Maj. Conway continues,
…it becomes apparent that those who make the claim ‘religion has been the cause of more wars than any other factor in history’ may speak from ignorance or have ulterior motives for the assertion. Further, this type of assertion seems rooted in anti-religion posturing… Men and nations have a history of warfare and the root of conflict is power and gain… Occasionally war is fought over religion, as is perhaps the case during the reformation period in Europe. More often than not however, the cause of war can’t be laid at the door of religion. 
Certainly religion plays a motivational and ruse factor in various conflict scenarios (all kinds of pretexts can be used in inciting and snow-balling hostilities, in 1969 soccer played a key role in exploding tensions between Honduras and El Salvador), but as a whole the main cause of the major genocides and wars of the last one hundred years lie outside of purely religious stimulus. Moreover, even wars that contain a deep religious element often have multiple causation, including economic, political, and territorial grievances.
None of this is to say that religion is innocent when it comes to strife. Historically we can cite the Crusades, the Reformation genocides, and the mass slaughters done in the name of Allah – such as during the Wars of Apostasy.  In modern times we can see the effects of Catholic-Protestant clashes in the British Isles, Hindu-Islamic hostilities in India, the Islamic-Christian slaughters in Sudan, Buddhist-Hindu warfare in Sri Lanka, Moslem-Christian fighting in Indonesia, and the constant struggle in the Middle East between Israel and her Moslem neighbours. Islam as a religious/cultural/political system does play a dominant role in some regional conflicts and localized tension-points. However, in terms of the largest concentration of outright killing capacity, communism, national socialism, and imperial expansionism – all power struggles based on centralist political methodologies – have been the grandest contributor to war and human-caused mass death. Nothing else comes even remotely close.
Clearly, to exert that “religion is the cause of all war and strife” demonstrates a severe degree of historical naivety, or deeply distorted emotional blinders, or the outright broadcasting of disinformation for an ulterior motive (see Maj. Conway’s above quote).

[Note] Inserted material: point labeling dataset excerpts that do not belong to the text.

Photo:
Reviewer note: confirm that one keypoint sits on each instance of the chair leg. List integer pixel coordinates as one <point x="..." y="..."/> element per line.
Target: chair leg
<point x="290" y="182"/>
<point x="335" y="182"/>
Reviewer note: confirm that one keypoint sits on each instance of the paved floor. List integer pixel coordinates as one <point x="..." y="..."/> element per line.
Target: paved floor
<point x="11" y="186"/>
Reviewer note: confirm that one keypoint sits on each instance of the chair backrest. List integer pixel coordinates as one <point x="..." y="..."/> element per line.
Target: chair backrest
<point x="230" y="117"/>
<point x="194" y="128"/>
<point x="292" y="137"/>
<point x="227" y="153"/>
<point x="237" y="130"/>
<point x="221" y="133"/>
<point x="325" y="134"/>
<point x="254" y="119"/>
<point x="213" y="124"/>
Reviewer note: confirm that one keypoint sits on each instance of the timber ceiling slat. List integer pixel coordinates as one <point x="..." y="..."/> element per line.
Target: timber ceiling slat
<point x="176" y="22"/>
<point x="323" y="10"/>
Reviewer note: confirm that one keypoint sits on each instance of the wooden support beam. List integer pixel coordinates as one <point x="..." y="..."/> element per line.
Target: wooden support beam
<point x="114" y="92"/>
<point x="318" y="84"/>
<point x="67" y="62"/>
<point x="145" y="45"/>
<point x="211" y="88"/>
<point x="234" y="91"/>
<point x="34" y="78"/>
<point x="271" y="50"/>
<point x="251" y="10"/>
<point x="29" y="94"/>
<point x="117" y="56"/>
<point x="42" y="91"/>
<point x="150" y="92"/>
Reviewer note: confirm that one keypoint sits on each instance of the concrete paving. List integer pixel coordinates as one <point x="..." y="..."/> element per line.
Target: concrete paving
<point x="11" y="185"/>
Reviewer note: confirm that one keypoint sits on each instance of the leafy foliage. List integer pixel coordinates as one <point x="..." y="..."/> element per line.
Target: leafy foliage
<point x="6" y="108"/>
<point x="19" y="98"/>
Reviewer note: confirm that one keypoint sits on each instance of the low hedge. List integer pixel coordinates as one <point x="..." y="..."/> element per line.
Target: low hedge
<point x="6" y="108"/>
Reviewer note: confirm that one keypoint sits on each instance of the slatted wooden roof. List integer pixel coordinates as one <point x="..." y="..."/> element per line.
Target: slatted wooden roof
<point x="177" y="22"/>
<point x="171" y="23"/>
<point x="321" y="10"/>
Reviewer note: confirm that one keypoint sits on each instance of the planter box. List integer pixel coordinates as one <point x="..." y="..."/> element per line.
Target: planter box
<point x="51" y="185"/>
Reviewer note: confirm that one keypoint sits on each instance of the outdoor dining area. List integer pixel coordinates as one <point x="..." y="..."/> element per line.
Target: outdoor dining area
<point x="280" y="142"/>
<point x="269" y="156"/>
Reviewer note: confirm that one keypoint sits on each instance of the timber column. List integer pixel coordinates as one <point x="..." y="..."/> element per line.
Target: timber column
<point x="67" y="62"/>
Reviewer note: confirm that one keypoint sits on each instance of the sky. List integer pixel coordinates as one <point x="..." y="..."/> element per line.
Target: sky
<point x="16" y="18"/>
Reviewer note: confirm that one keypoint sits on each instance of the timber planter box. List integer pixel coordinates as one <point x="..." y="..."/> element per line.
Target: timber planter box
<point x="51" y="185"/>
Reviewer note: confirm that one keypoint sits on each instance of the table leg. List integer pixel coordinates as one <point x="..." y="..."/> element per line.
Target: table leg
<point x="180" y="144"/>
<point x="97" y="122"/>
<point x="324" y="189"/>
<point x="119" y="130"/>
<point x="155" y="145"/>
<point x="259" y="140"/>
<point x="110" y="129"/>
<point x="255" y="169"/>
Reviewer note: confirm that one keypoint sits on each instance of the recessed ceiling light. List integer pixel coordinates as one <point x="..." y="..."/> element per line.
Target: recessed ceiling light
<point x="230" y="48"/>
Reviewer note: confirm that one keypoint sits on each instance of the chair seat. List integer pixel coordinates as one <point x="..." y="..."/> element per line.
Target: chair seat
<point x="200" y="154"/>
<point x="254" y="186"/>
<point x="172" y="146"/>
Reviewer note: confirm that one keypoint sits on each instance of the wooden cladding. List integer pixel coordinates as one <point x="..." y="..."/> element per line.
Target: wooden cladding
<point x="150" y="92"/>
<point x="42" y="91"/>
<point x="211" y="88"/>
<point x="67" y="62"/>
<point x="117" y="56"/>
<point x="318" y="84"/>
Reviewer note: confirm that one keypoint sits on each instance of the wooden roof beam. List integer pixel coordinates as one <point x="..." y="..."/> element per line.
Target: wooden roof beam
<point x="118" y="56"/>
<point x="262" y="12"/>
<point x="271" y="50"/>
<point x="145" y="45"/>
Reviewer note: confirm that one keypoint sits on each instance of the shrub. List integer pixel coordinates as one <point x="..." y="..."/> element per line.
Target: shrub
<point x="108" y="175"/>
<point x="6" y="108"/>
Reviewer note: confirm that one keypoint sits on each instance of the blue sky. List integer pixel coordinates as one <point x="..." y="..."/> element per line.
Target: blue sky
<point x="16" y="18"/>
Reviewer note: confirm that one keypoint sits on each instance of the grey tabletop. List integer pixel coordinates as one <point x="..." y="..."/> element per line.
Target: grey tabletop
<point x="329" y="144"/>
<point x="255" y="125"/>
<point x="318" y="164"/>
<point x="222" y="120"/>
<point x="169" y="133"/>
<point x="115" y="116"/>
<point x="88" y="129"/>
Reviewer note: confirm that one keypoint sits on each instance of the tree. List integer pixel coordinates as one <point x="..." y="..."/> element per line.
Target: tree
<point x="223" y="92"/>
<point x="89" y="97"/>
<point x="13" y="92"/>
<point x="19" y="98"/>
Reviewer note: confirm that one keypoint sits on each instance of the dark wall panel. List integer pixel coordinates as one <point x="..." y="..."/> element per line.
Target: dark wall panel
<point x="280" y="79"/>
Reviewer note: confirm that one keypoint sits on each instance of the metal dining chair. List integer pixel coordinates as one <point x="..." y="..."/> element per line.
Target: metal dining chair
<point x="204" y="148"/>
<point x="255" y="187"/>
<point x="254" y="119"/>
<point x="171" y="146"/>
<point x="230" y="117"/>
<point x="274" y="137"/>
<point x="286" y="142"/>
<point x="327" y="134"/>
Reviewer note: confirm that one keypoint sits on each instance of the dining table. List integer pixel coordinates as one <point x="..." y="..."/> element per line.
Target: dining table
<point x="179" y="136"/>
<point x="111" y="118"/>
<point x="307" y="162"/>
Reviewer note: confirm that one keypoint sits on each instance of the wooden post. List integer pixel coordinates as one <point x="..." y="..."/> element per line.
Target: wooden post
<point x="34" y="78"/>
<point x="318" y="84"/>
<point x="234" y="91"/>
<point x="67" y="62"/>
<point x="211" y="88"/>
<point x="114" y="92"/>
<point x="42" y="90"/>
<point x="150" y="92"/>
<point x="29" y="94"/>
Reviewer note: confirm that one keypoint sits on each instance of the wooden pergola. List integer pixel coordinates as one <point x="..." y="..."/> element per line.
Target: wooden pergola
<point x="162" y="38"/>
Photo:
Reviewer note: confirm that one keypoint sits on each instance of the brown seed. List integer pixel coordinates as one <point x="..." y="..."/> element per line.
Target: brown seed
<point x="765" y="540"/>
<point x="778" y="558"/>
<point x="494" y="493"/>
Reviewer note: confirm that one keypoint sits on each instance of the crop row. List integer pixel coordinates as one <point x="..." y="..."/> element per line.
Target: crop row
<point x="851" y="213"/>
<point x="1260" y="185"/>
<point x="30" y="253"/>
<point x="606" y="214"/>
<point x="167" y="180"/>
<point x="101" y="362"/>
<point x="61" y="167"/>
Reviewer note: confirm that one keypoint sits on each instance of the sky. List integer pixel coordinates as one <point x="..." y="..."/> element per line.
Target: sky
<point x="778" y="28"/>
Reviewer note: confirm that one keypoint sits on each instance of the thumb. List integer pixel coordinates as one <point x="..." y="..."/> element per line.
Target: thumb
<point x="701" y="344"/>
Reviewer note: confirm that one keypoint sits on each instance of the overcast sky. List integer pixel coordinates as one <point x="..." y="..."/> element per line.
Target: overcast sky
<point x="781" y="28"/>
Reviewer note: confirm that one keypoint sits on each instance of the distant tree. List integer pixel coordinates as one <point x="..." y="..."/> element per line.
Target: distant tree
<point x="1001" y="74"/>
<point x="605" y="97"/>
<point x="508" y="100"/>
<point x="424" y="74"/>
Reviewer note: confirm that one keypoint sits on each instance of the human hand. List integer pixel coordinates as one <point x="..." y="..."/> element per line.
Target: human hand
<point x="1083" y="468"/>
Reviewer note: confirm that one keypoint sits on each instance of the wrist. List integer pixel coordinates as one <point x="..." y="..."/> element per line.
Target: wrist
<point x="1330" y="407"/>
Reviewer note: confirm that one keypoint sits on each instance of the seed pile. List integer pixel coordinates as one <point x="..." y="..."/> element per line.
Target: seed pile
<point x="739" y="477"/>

For the students of Mr. Johnson’s class, naivety is the most probable reason for their belief in this religion-war mythology. But for others, ulterior motives exist.
Wrong Assumptions, Wrong Peace
When wrong suppositions are employed, wrong results are guaranteed.
As already demonstrated, the war/religion assumption is nothing short of faulty. While religions today and historically have been culpable (Islam is a prime example in both modern and ancient contexts ), religion has not been the prime cause in every instance of war and strife, not even in the most extraordinary cases of the 20th century. Embracing this mythology as fact, the quest for world peace already finds itself building on a shaky foundation.
But regardless of the incorrect nature of the above point of view, many religious authors and spiritual leaders hold to this assumption. Then, taking motivational cues from this war theory, a response is formulated around another faulty assumption.
Here’s the crux of the matter: as faith communities are to blame for the world’s sorrows, then religions need to unite under a common umbrella to ensure peace and security prevails. Therefore, by uniting faiths in the push towards world peace, the divisions that drive humanity to mass violence will be bridged. Today’s global interfaith movement takes this approach, as does Ken Wilber of BeliefNet.com.
Postulating this idea of religious unity in light of religion’s historical war burden, Wilber explains,
If humanity is ever to cease its swarming hostilities and be united in one family, without squashing the significant and important differences among us, then something like an integral approach seems the only way. Until that time, religions will continue to brutally divide humanity, as they have throughout history, and not unite, as they must if they are to be a help, not a hindrance, to tomorrow’s existence. 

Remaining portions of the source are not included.